Tuesday, October 11, 2022

Arthur W. Terminiello Papers

 Audio recordings and transcripts of Terminiello's memoirs, dictated in 1962, with exhibits prepared by Terminiello to illustrate them, including letters, sermons, clippings, pamphlets, photographs, and copies of Terminiello's newspapers, Saint Teresa's Village News (1940-1941) and The Crusader (1941);concerning social justice, Terminiello's anti-communist Union of Christian Crusaders, Gerald L. K. Smith and the America First Party, charges of fascism, racism, antisemitism, and rabble-rousing against Smith and Terminiello, the 1949 Supreme Court case involving Terminiello and freedom of speech, and Terminiello's pastoral activities


https://archivesspace.library.nd.edu/repositories/2/resources/1186


From his farming co-operative, St.
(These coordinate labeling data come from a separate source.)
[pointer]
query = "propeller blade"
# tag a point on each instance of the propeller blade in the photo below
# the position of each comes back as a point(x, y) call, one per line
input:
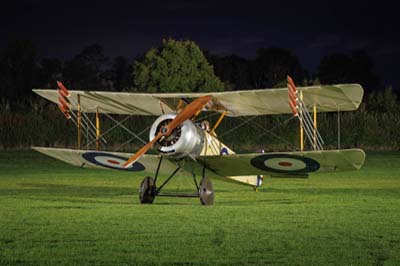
point(190, 110)
point(187, 113)
point(142, 151)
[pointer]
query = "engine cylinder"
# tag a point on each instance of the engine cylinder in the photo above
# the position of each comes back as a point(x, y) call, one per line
point(186, 140)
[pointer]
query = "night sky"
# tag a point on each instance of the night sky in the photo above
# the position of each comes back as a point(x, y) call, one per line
point(310, 29)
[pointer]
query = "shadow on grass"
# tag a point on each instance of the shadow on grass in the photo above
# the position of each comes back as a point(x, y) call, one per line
point(40, 189)
point(381, 192)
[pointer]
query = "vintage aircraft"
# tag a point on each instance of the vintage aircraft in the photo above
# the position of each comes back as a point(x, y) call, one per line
point(195, 150)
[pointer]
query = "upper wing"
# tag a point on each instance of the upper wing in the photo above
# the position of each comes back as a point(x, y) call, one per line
point(332, 98)
point(284, 163)
point(108, 160)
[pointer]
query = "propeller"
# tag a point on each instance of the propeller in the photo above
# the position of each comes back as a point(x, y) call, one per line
point(190, 110)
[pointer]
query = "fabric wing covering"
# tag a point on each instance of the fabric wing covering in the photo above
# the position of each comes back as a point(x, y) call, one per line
point(331, 98)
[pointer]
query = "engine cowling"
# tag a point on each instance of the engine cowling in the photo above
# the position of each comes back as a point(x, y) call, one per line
point(186, 140)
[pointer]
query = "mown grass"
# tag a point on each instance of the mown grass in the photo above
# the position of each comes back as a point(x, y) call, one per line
point(55, 214)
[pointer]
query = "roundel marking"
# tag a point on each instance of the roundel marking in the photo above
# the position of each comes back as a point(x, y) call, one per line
point(285, 163)
point(224, 151)
point(111, 161)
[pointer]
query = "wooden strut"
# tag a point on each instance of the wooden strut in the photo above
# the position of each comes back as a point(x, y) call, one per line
point(315, 126)
point(97, 129)
point(301, 126)
point(79, 120)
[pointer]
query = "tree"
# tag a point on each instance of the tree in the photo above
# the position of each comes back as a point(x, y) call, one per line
point(177, 66)
point(18, 69)
point(272, 65)
point(232, 69)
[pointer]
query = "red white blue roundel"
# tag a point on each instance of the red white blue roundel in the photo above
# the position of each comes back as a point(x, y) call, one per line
point(285, 163)
point(111, 161)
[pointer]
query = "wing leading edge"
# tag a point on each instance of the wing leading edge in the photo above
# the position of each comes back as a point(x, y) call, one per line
point(331, 98)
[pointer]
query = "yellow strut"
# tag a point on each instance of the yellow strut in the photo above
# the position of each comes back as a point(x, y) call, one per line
point(79, 122)
point(301, 127)
point(97, 129)
point(218, 122)
point(315, 126)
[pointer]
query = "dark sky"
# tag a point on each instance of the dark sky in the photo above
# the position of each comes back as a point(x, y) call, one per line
point(310, 29)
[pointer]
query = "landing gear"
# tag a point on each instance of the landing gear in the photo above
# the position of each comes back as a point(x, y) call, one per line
point(206, 192)
point(146, 190)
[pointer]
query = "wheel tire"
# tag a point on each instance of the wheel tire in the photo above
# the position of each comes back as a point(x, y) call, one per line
point(206, 192)
point(146, 190)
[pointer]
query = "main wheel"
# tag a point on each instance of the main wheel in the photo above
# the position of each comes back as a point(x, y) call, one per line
point(206, 192)
point(146, 190)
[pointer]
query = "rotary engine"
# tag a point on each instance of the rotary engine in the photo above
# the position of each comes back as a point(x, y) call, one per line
point(186, 140)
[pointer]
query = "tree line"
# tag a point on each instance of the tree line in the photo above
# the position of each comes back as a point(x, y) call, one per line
point(182, 66)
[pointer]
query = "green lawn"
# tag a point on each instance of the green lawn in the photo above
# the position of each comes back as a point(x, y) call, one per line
point(55, 214)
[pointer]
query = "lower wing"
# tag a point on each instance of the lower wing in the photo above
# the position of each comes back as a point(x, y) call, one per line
point(108, 160)
point(284, 164)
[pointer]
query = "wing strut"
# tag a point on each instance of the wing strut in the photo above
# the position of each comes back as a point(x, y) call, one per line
point(307, 123)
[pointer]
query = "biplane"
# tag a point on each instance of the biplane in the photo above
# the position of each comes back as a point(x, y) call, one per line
point(192, 148)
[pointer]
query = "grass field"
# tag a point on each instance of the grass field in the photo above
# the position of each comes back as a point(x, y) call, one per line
point(55, 214)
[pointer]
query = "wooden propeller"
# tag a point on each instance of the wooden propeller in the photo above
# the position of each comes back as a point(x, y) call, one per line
point(190, 110)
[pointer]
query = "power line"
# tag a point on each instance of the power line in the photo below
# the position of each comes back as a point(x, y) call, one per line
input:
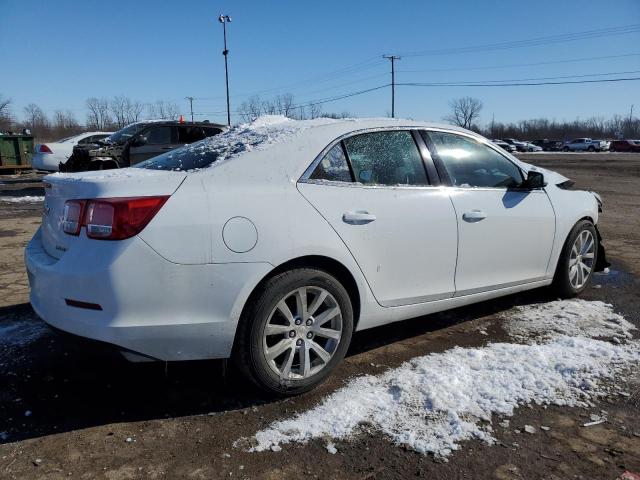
point(517, 84)
point(538, 78)
point(495, 67)
point(532, 42)
point(392, 58)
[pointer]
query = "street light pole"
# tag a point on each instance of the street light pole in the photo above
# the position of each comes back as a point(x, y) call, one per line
point(224, 19)
point(190, 106)
point(393, 58)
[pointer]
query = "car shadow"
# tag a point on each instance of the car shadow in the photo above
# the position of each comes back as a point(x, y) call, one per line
point(60, 383)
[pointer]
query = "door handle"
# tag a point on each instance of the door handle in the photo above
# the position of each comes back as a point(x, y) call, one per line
point(358, 218)
point(474, 216)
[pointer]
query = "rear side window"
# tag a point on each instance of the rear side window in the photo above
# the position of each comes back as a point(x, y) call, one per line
point(333, 166)
point(472, 164)
point(386, 158)
point(159, 136)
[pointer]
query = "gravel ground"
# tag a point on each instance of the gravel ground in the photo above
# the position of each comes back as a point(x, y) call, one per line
point(72, 409)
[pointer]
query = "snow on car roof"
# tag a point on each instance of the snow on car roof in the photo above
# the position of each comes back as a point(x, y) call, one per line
point(284, 139)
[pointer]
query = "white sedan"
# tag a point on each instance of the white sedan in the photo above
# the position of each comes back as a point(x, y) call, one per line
point(273, 242)
point(48, 156)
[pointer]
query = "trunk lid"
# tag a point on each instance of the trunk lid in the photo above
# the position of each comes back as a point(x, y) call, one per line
point(126, 182)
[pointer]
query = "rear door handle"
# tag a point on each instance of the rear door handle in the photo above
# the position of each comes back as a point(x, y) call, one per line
point(358, 218)
point(474, 216)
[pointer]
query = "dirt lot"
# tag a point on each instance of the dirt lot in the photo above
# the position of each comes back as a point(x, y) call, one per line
point(72, 409)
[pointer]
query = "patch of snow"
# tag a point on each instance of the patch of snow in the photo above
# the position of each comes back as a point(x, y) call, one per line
point(25, 199)
point(433, 403)
point(21, 332)
point(567, 317)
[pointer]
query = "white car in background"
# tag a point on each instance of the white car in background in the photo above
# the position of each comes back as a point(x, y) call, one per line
point(273, 242)
point(48, 156)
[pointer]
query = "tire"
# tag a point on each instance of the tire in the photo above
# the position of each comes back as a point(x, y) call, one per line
point(256, 352)
point(569, 282)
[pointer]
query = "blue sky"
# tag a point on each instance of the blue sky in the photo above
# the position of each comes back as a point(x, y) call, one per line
point(57, 54)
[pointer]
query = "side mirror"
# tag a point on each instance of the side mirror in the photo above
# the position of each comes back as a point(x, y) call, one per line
point(139, 141)
point(365, 176)
point(534, 180)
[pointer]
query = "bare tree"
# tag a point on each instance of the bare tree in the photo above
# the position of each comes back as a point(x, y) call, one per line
point(315, 110)
point(163, 110)
point(464, 111)
point(98, 116)
point(118, 108)
point(251, 108)
point(134, 111)
point(6, 120)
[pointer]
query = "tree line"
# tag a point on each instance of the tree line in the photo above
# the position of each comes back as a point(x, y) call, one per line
point(103, 114)
point(465, 112)
point(285, 105)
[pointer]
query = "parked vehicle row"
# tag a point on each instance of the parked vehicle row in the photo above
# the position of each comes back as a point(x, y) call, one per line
point(585, 145)
point(268, 244)
point(48, 156)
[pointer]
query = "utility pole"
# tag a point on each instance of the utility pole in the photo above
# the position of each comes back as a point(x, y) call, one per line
point(224, 19)
point(190, 106)
point(393, 58)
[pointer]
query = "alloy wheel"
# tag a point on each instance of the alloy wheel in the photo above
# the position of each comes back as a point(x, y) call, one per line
point(581, 259)
point(302, 333)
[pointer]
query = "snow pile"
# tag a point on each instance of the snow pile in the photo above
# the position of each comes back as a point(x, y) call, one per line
point(433, 403)
point(26, 199)
point(567, 317)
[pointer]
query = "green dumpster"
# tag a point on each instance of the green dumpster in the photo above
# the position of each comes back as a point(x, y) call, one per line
point(15, 152)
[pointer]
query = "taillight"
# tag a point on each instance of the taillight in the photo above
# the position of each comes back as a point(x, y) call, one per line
point(72, 216)
point(113, 218)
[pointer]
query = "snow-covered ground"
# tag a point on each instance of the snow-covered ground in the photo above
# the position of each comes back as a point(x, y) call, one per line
point(563, 354)
point(26, 199)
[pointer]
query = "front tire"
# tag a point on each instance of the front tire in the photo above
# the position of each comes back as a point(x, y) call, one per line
point(294, 332)
point(577, 260)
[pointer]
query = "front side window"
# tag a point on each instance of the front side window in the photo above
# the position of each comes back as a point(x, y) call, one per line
point(333, 166)
point(386, 158)
point(472, 164)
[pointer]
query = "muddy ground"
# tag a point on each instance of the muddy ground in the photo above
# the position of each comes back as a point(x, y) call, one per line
point(67, 408)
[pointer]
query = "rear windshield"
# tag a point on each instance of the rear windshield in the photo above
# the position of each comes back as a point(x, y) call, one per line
point(190, 157)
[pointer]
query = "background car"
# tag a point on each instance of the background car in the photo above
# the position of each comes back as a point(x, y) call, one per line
point(530, 147)
point(520, 146)
point(585, 145)
point(48, 156)
point(625, 146)
point(549, 145)
point(505, 146)
point(138, 142)
point(268, 245)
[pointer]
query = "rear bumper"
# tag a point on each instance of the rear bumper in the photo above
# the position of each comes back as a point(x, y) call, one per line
point(148, 305)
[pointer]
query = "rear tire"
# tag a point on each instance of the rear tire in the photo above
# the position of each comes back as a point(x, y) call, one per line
point(294, 332)
point(577, 260)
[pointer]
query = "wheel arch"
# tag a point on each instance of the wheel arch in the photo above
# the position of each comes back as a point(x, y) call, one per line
point(321, 262)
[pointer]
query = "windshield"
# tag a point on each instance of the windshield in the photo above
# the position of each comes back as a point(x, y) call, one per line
point(125, 134)
point(190, 157)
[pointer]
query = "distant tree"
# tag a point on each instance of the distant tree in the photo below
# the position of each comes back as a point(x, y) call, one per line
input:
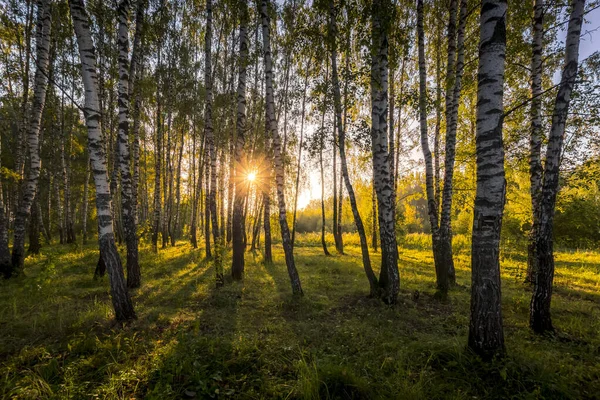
point(238, 223)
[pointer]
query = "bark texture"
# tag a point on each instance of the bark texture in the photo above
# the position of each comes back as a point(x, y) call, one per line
point(441, 270)
point(389, 279)
point(536, 134)
point(486, 335)
point(341, 132)
point(108, 251)
point(540, 319)
point(271, 127)
point(127, 198)
point(29, 190)
point(241, 184)
point(210, 145)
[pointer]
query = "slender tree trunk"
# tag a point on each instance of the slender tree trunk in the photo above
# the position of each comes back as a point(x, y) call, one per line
point(108, 250)
point(127, 207)
point(34, 229)
point(374, 242)
point(540, 319)
point(268, 259)
point(453, 88)
point(389, 279)
point(323, 220)
point(341, 131)
point(210, 141)
point(300, 145)
point(271, 128)
point(59, 209)
point(438, 120)
point(167, 182)
point(334, 227)
point(441, 271)
point(486, 336)
point(33, 135)
point(86, 192)
point(5, 264)
point(241, 186)
point(176, 223)
point(135, 75)
point(537, 134)
point(256, 228)
point(157, 159)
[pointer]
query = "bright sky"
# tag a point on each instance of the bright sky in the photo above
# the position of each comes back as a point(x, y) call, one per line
point(590, 42)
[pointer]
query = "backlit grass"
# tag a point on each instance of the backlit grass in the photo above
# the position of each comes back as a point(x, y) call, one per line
point(254, 340)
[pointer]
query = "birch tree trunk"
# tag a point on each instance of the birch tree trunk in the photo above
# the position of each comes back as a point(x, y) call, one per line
point(441, 271)
point(271, 127)
point(108, 250)
point(341, 131)
point(212, 153)
point(453, 89)
point(536, 134)
point(389, 279)
point(540, 319)
point(321, 169)
point(300, 145)
point(135, 75)
point(486, 336)
point(86, 192)
point(5, 264)
point(241, 186)
point(157, 160)
point(44, 15)
point(127, 207)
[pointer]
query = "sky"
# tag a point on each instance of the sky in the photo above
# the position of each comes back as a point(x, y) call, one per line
point(590, 42)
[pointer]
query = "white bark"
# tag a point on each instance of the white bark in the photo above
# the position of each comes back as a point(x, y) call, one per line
point(486, 335)
point(540, 319)
point(271, 128)
point(389, 279)
point(29, 190)
point(108, 251)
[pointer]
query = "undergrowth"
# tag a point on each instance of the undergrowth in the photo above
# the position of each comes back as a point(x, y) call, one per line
point(253, 340)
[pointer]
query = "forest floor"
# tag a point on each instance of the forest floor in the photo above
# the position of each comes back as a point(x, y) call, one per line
point(253, 340)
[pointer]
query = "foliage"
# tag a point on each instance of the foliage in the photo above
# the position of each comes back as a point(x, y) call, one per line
point(252, 340)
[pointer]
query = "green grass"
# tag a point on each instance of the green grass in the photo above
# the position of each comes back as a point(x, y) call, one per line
point(254, 340)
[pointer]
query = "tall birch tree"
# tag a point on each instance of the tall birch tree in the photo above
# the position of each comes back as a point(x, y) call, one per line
point(28, 193)
point(108, 250)
point(271, 128)
point(540, 319)
point(486, 335)
point(389, 278)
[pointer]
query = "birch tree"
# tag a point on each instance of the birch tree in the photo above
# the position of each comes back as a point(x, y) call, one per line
point(454, 72)
point(341, 133)
point(43, 25)
point(536, 133)
point(432, 207)
point(271, 128)
point(127, 198)
point(486, 335)
point(108, 250)
point(540, 319)
point(211, 153)
point(389, 279)
point(238, 223)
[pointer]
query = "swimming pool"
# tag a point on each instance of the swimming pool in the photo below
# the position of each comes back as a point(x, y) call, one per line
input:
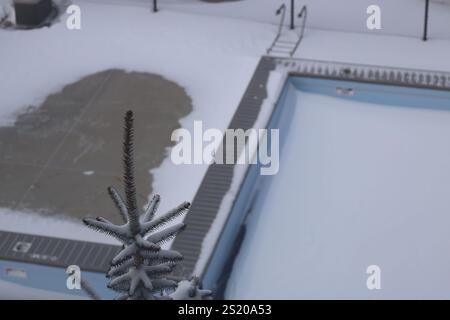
point(364, 180)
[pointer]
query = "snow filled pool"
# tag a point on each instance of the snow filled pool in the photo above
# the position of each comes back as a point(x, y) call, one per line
point(364, 180)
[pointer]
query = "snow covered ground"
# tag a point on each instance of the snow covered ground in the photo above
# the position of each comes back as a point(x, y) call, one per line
point(359, 184)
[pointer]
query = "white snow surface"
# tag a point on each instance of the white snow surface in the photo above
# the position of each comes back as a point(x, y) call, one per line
point(212, 58)
point(13, 291)
point(359, 184)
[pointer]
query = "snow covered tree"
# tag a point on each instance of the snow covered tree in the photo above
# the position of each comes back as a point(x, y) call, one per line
point(140, 269)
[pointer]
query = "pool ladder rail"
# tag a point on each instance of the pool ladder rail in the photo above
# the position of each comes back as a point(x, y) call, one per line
point(287, 46)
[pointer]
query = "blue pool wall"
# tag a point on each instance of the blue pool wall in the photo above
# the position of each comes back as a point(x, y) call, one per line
point(53, 279)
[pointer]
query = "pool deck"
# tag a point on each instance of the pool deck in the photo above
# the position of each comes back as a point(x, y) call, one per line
point(217, 180)
point(59, 158)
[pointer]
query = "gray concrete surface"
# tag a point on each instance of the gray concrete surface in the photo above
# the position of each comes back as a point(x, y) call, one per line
point(60, 157)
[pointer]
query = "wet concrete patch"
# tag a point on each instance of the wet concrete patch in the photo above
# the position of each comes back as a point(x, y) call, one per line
point(60, 157)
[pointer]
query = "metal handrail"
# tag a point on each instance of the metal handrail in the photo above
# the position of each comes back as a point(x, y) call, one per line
point(303, 14)
point(281, 10)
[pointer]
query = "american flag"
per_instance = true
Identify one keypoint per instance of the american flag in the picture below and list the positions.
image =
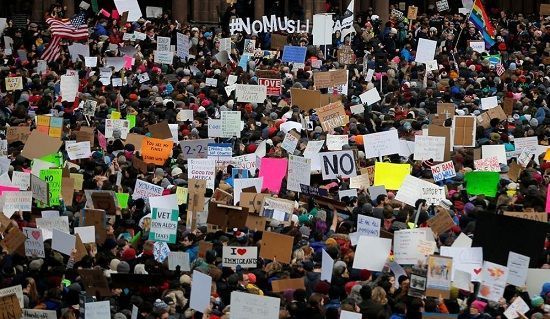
(65, 29)
(74, 29)
(500, 69)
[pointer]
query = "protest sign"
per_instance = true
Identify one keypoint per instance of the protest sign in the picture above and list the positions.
(164, 224)
(250, 306)
(250, 93)
(246, 257)
(34, 242)
(443, 171)
(155, 151)
(339, 163)
(203, 168)
(379, 250)
(381, 144)
(332, 116)
(273, 86)
(144, 190)
(294, 54)
(439, 276)
(273, 170)
(368, 226)
(390, 175)
(478, 183)
(429, 148)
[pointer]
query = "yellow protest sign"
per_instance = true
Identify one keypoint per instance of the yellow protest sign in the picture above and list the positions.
(155, 150)
(390, 175)
(181, 195)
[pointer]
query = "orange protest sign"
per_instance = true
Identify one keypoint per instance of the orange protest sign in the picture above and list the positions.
(155, 150)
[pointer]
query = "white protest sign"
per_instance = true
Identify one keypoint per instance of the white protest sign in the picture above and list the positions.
(467, 259)
(79, 150)
(370, 97)
(443, 171)
(144, 190)
(111, 125)
(368, 226)
(335, 142)
(203, 168)
(179, 258)
(381, 144)
(429, 147)
(339, 163)
(425, 51)
(34, 244)
(17, 201)
(379, 250)
(233, 256)
(200, 291)
(489, 102)
(250, 93)
(477, 46)
(250, 306)
(518, 268)
(99, 309)
(327, 265)
(63, 242)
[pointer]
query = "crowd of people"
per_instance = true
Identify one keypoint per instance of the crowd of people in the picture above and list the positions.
(409, 99)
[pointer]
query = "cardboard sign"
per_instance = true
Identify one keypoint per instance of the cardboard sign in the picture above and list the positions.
(277, 247)
(164, 225)
(156, 151)
(39, 145)
(443, 171)
(340, 163)
(464, 130)
(246, 257)
(441, 222)
(273, 86)
(332, 115)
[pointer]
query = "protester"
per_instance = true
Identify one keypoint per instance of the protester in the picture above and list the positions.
(210, 197)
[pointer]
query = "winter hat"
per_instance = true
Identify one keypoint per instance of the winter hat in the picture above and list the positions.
(123, 268)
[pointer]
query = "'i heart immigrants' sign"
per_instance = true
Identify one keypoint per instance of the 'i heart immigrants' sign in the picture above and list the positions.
(246, 257)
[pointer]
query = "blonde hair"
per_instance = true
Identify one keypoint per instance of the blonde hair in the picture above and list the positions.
(379, 296)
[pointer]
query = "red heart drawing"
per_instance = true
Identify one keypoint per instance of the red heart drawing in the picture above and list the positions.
(35, 234)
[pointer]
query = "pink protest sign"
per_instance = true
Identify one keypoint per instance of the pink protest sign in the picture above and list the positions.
(273, 170)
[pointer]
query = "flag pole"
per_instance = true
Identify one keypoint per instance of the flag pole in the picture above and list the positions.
(462, 29)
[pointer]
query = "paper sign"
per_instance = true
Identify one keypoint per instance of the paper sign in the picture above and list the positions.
(246, 257)
(368, 226)
(327, 265)
(381, 144)
(518, 267)
(443, 171)
(200, 291)
(250, 306)
(299, 172)
(379, 250)
(493, 281)
(429, 147)
(250, 93)
(34, 242)
(390, 175)
(425, 50)
(156, 151)
(340, 163)
(179, 258)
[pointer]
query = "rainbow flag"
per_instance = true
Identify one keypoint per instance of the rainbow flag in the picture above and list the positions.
(480, 19)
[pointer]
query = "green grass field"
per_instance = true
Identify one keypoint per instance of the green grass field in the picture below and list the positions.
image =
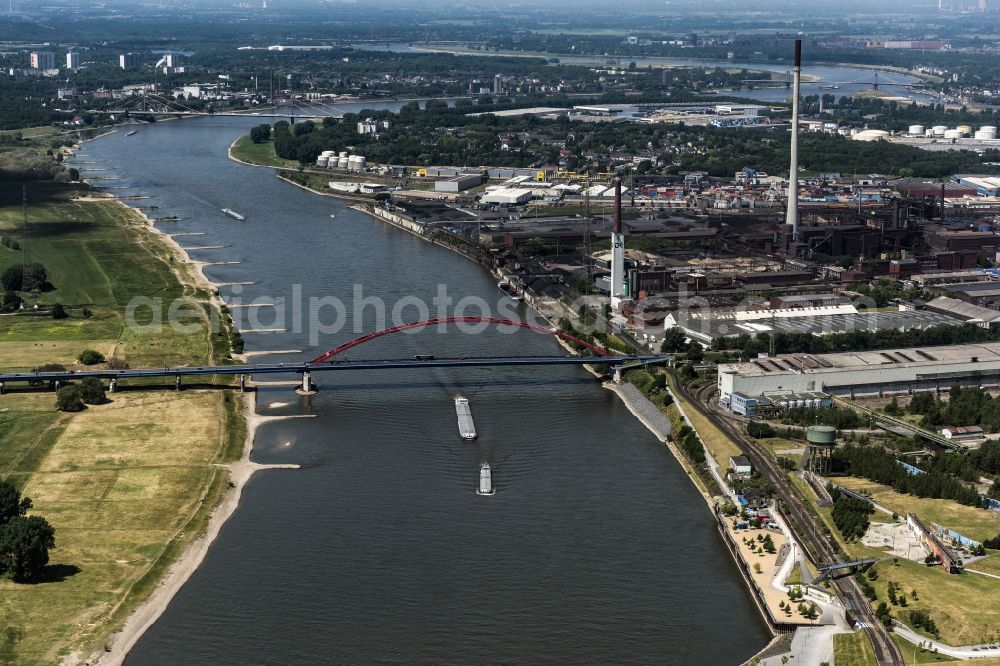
(853, 650)
(121, 493)
(260, 153)
(129, 484)
(99, 255)
(961, 605)
(978, 524)
(913, 655)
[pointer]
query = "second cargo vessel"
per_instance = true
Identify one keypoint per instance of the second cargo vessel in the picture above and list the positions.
(466, 427)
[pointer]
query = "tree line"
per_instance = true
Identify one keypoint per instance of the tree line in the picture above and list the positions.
(879, 465)
(24, 540)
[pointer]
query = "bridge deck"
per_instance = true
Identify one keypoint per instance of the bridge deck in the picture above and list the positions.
(279, 368)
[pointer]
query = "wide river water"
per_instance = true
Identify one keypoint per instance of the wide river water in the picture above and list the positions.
(595, 549)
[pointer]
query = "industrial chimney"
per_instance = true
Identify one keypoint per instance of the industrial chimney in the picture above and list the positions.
(792, 214)
(617, 251)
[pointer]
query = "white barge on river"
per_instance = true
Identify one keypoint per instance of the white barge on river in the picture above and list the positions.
(485, 480)
(466, 427)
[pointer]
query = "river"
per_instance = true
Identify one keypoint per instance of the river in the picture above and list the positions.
(596, 548)
(836, 80)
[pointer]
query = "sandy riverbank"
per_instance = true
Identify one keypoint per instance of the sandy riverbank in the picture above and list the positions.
(181, 571)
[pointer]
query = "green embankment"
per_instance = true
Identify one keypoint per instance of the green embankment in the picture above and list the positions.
(128, 484)
(261, 154)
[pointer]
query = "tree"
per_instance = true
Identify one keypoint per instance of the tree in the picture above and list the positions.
(12, 504)
(695, 353)
(24, 547)
(92, 391)
(90, 357)
(69, 399)
(11, 302)
(22, 277)
(260, 133)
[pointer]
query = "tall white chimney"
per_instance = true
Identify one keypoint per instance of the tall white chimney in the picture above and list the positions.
(617, 252)
(792, 214)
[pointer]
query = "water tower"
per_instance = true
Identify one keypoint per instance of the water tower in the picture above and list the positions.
(821, 440)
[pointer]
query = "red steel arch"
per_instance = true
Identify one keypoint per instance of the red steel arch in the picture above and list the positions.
(323, 358)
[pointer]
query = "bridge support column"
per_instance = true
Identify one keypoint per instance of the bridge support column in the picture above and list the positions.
(307, 388)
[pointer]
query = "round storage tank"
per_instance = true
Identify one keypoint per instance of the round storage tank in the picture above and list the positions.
(825, 436)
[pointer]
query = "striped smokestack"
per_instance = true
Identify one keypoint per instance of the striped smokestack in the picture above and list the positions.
(617, 226)
(792, 213)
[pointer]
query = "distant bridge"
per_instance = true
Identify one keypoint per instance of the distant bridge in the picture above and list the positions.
(329, 361)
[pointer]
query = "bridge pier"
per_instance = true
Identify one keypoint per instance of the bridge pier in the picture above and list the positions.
(307, 388)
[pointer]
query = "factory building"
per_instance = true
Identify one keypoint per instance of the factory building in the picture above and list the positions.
(128, 60)
(505, 196)
(864, 373)
(459, 183)
(43, 60)
(711, 324)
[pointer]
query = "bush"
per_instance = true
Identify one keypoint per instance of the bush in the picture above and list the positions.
(69, 399)
(22, 277)
(92, 391)
(24, 547)
(90, 357)
(760, 430)
(11, 302)
(260, 133)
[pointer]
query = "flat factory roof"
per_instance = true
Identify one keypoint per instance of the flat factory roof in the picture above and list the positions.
(932, 357)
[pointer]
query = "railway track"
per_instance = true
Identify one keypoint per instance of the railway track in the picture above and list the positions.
(804, 525)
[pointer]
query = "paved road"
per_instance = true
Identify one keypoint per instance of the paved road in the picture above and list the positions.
(805, 526)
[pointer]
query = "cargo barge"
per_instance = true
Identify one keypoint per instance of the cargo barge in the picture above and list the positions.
(485, 480)
(466, 427)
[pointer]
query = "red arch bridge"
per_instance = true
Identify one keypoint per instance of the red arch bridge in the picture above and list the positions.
(332, 360)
Teresa's Village, that he started near Bolling, Alabama, Terminiello pursued his career trying to "preserve a Christian standard in America," but gradually turned to Anti-Semitism and Fascism, from the late 1930s through the 1940s, earning him the nickname "Father Coughlin of the South." A controversial figure, he became increasingly strident in his speeches and publications, questioning how much Pres. Roosevelt knew about Pearl Harbor before the attack, voicing suspicions about Russia and the rise of the Communist party in America, and making incendiary comments about "Jewish international financiers."
Items in this collection include: ...


According to OCLC many of Arthur Terminiello's papers are held at Notre Dame. Notre Dame's collection record includes a brief biography of Arthur Terminiello's career: "Catholic priest known as the Father Coughlin of the South. He ministered to tenant farmers in Alabama and Florida, started innovative programs involving mobile trailer chapels, conducted radio and television programs (The Pastor's Fireside), founded an experimental community called Saint Teresa's Village, and for a time toured and lectured with Gerald L.K. Smith. In 1946 a Chicago court found him guilty of "making an improper noise, riot, disturbance, breach of the peace or diversion tending to a breach of the peace" because of remarks he made at a Gerald L.K. Smith rally; the supreme Court heard his appeal in 1949 and the justices wrote four separate opinions."